With the imminent arrival of aircraft from Jet Airways, India's largest private airline, from Mumbai on August 5, low-key Brussels airport is hoping that the Indian carrier's daily Mumbai-Brussels-Newark service will bolster not only passenger but also cargo traffic with both India and the United States.
Brussels airport benefits from the huge presence of the Indian business community in and around Antwerp, the majority of who are engaged in the diamond trade. Antwerp is an important diamond hub where billions of dollars in precious stones change hands in trade with India, Israel, South Africa and the United States. A large chunk of this diamond business passes through Brussels airport.
Brussels airport, which likes to portray itself as a "hub in the heart of Europe", is keen to come out of the shadow of its next door "big brother", Amsterdam's Sch-iphol airport, which has long dominated the Benelux region and has come close to challenging Frankfurt airport, Europe's leading cargo airport.
According to Philippe Fierens, Brussels airport's cargo business development manager, Jet Airways selected Brussels because of the latter's "good quality service, capacity, and the good connections offered by Brussels Airlines to other European cities and African countries".
"We are also trying to get Jet Airways' freighters to fly to Brussels en route to the US, which is India's biggest market," Fierens told Cargonews Asia.
"Brussels airport can offer Jet Airways and other potential carriers reliability, low landing and take-off fees and adequate space. Fees at Brussels airport are only one-third of fees charged at Schiphol," said Fierens. Jet Airways also has a co-operation deal with Lufthansa Cargo, the leading European carrier.
Brussels airport is upbeat about Jet Airways' ambitious plans to foray into North America from India via Brussels. The carrier will start a second service - Mumbai-Brussels-Toronto - from September 1. In 2008, Jet Airways plans to introduce three more routes from Bangalore, Hyderabad and Chennai via Brussels to Chicago, JFK New York and Los Angeles.
In an attempt to lure foreign cargo carriers, Brussels airport has been dangling carrots such as offering 50 percent discount on landing and take-off fees for new airlines, marketing support and a host of other indirect incentives.
Cargo carriers operating from Brussels, however, lament at the restrictions that exist at the airport such as the ban on night flights. This is one of the reasons which prompted DHL to move the bulk of its operations from Brussels airport to Leipzig-Halle airport in Eastern Germany, where the express carrier has built a major distribution hub.
"Brussels does have a ban on night flights (from 11:00 pm to 6:00 am)," admits Fierens, "but this is for new airlines only.
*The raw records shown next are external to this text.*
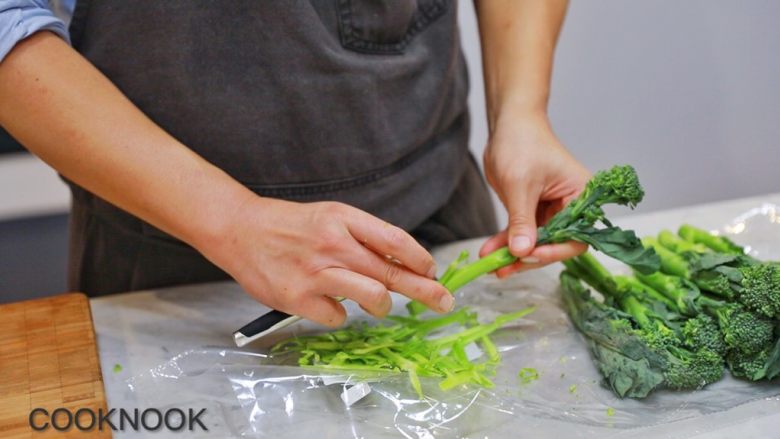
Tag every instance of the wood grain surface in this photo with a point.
(48, 359)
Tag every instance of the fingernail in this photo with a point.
(446, 303)
(520, 243)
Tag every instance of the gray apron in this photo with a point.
(358, 101)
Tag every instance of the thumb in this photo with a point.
(521, 205)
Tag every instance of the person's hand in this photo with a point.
(297, 257)
(534, 176)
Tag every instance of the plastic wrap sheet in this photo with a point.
(256, 395)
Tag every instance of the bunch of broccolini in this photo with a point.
(710, 305)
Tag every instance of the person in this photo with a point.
(308, 150)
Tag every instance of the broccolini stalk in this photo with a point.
(576, 222)
(685, 249)
(719, 244)
(681, 291)
(628, 365)
(408, 346)
(671, 262)
(683, 368)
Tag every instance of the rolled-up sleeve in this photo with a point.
(21, 18)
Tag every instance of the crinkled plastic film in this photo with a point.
(249, 393)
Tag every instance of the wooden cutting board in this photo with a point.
(48, 359)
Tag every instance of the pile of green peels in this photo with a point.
(427, 346)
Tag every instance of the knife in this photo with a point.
(268, 323)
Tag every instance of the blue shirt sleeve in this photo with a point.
(21, 18)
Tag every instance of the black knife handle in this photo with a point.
(263, 323)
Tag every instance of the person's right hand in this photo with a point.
(297, 257)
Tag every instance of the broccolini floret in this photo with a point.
(577, 221)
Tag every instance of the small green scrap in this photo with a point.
(528, 374)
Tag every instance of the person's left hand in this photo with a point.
(534, 176)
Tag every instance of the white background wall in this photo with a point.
(688, 92)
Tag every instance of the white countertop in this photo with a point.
(142, 330)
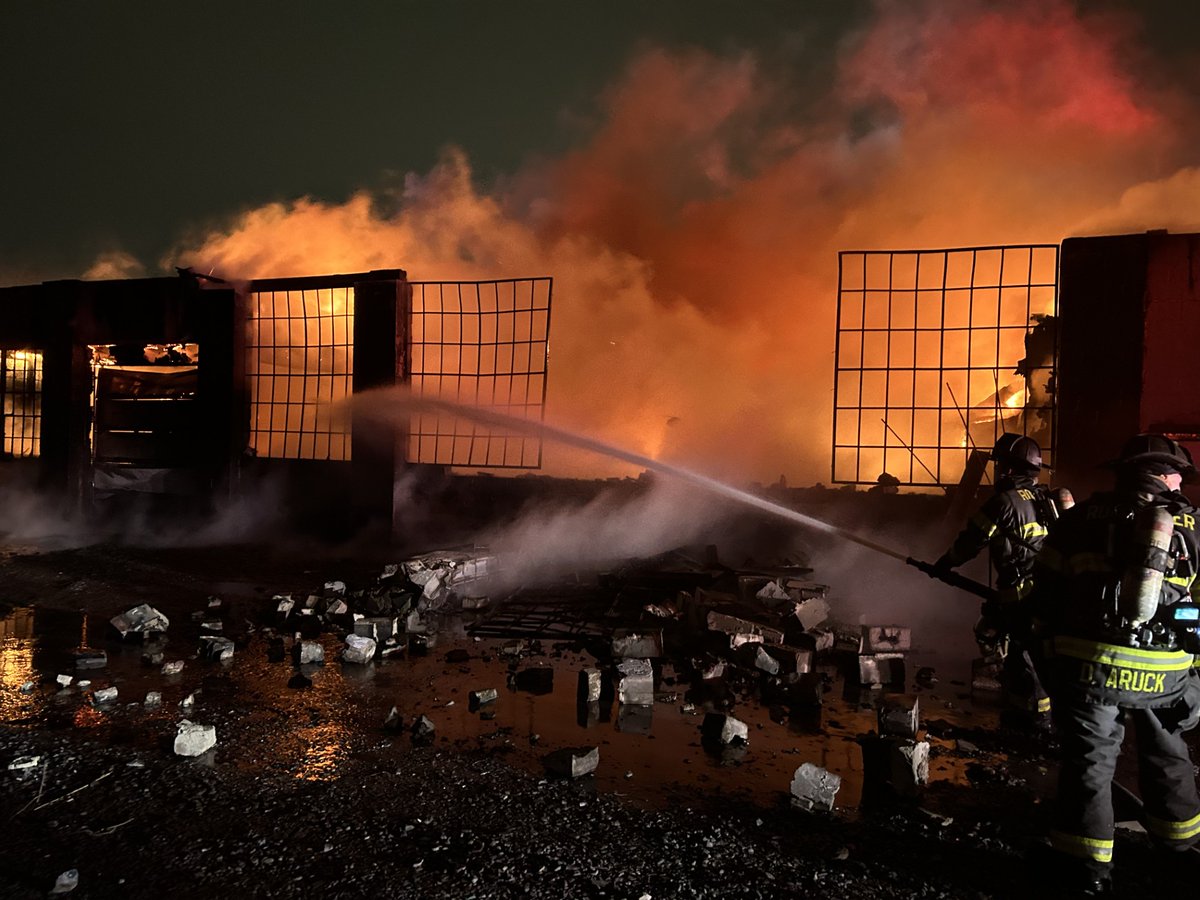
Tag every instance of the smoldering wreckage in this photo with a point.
(406, 731)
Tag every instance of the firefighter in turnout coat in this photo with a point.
(1012, 525)
(1116, 581)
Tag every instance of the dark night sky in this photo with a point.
(129, 123)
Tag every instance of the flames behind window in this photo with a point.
(940, 352)
(480, 343)
(300, 358)
(22, 385)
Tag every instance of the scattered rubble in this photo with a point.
(310, 653)
(573, 762)
(216, 648)
(358, 649)
(725, 729)
(105, 695)
(192, 739)
(24, 762)
(635, 682)
(142, 619)
(423, 729)
(479, 699)
(814, 789)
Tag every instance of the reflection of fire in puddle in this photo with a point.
(16, 664)
(325, 751)
(652, 755)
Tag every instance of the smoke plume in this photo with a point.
(694, 233)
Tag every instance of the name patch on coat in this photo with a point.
(1123, 679)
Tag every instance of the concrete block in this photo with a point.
(811, 612)
(358, 649)
(142, 619)
(736, 627)
(479, 699)
(377, 628)
(193, 739)
(216, 648)
(985, 675)
(881, 669)
(105, 695)
(756, 657)
(573, 762)
(899, 717)
(893, 767)
(423, 729)
(886, 639)
(814, 787)
(587, 714)
(591, 684)
(310, 652)
(90, 658)
(635, 682)
(724, 729)
(792, 660)
(640, 645)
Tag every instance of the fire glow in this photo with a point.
(694, 235)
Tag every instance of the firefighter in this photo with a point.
(1114, 601)
(1012, 525)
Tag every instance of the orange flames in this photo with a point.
(694, 237)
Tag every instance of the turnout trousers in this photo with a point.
(1091, 742)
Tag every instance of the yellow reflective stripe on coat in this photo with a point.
(1125, 657)
(1089, 847)
(1174, 831)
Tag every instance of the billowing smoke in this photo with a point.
(694, 235)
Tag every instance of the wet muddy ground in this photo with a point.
(309, 793)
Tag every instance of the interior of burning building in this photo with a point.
(1077, 345)
(180, 391)
(192, 388)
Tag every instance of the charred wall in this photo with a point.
(1129, 311)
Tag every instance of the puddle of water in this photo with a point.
(652, 755)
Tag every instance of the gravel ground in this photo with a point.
(453, 819)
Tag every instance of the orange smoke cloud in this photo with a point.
(694, 238)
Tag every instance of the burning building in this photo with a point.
(1078, 345)
(195, 387)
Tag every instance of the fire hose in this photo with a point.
(954, 580)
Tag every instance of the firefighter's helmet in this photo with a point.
(1017, 451)
(1156, 453)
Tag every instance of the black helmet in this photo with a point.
(1156, 453)
(1017, 451)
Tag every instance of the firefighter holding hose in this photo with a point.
(1012, 525)
(1115, 601)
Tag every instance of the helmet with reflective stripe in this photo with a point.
(1156, 453)
(1018, 451)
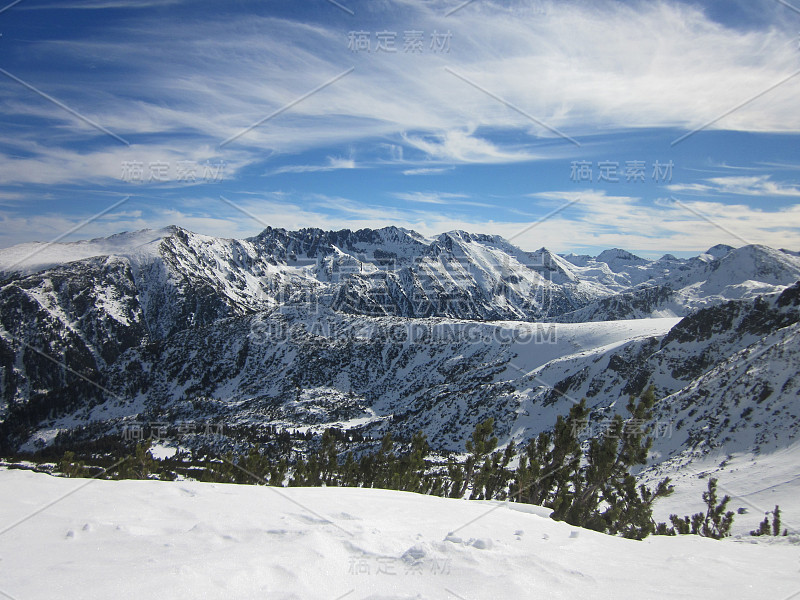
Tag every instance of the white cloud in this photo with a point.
(580, 67)
(333, 164)
(594, 221)
(760, 185)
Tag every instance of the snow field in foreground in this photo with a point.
(146, 539)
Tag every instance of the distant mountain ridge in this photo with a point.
(377, 329)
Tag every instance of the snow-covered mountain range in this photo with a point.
(385, 328)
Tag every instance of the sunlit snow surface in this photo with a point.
(149, 539)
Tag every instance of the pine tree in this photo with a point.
(603, 494)
(69, 467)
(717, 523)
(776, 521)
(479, 447)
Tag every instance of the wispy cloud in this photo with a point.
(333, 164)
(563, 64)
(761, 185)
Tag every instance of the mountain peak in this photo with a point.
(618, 254)
(719, 251)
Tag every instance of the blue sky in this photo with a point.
(487, 116)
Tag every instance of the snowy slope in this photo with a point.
(146, 539)
(36, 256)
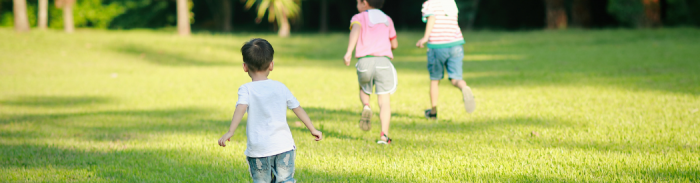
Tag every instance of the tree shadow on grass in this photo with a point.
(168, 57)
(171, 165)
(142, 165)
(523, 130)
(112, 125)
(55, 101)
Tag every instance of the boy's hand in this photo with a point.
(317, 134)
(347, 58)
(223, 139)
(421, 42)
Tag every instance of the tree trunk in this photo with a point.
(652, 13)
(20, 13)
(324, 16)
(475, 10)
(183, 18)
(581, 13)
(284, 26)
(556, 14)
(43, 14)
(68, 24)
(226, 11)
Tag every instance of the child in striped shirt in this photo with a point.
(445, 51)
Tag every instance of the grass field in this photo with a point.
(148, 106)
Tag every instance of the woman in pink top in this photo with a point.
(373, 37)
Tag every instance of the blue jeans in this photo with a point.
(441, 59)
(275, 168)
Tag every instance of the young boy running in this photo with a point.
(445, 51)
(373, 37)
(271, 149)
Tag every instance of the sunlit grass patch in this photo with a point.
(147, 106)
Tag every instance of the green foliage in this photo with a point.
(682, 12)
(145, 14)
(628, 12)
(275, 9)
(145, 106)
(96, 13)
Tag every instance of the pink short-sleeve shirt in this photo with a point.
(375, 39)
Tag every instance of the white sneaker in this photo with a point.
(469, 102)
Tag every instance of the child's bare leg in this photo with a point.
(385, 112)
(458, 83)
(364, 98)
(434, 91)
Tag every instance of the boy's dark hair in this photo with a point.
(375, 3)
(257, 54)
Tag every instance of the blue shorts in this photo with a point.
(276, 168)
(441, 59)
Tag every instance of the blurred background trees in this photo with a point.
(334, 15)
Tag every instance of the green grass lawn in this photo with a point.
(148, 106)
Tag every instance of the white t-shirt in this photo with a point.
(267, 129)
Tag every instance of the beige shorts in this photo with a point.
(376, 72)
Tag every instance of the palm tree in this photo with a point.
(67, 6)
(43, 14)
(20, 11)
(556, 14)
(183, 18)
(279, 10)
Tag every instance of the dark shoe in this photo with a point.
(365, 120)
(469, 102)
(380, 141)
(430, 116)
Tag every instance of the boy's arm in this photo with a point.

The old carriers, which have been operating from here, are not affected and new airlines can always put themselves on a waiting list and when an old carrier decides to withdraw, the new one take its place.''
Brussels airport, cognizant of its limitations, sees itself as a "second-tier airport", playing a somewhat subordinate role to Europe's major cargo airports such as Frankfurt, Schiphol, Heathrow and Charles de Gaulle.
"Our competitors are, mainly, second-tier airports in Germany such as Cologne/Bonn, Munich and Hahn," said Fierens.
Germany's low-cost Hahn airport, in which the financially strong Fraport has acquired a major stake, has an edge over Brussels airport in terms of costs but, Fierens said, "Brussels has a far more advantageous location, a radius of 750 km and an extensive feeder network."
With 720,000 tonnes of air freight and an additional 295,000 tonnes of road freight passing through Brussels airport in 2006, the airport authority is keen to strengthen its ties with Asia to boost cargo traffic.
Singapore Cargo is the airport's major customer. The carrier maintains 14 flights a week using a B747-400 aircraft from Singapore via Brussels to JFK New York.
Though it has been able to attract an Indian carrier, Brussels realizes that Asia is not complete without the other giant - China.
"We are very much interested to have flights from China to Brussels. We are initiating contacts with the appropriate Chinese partners," Fierens said.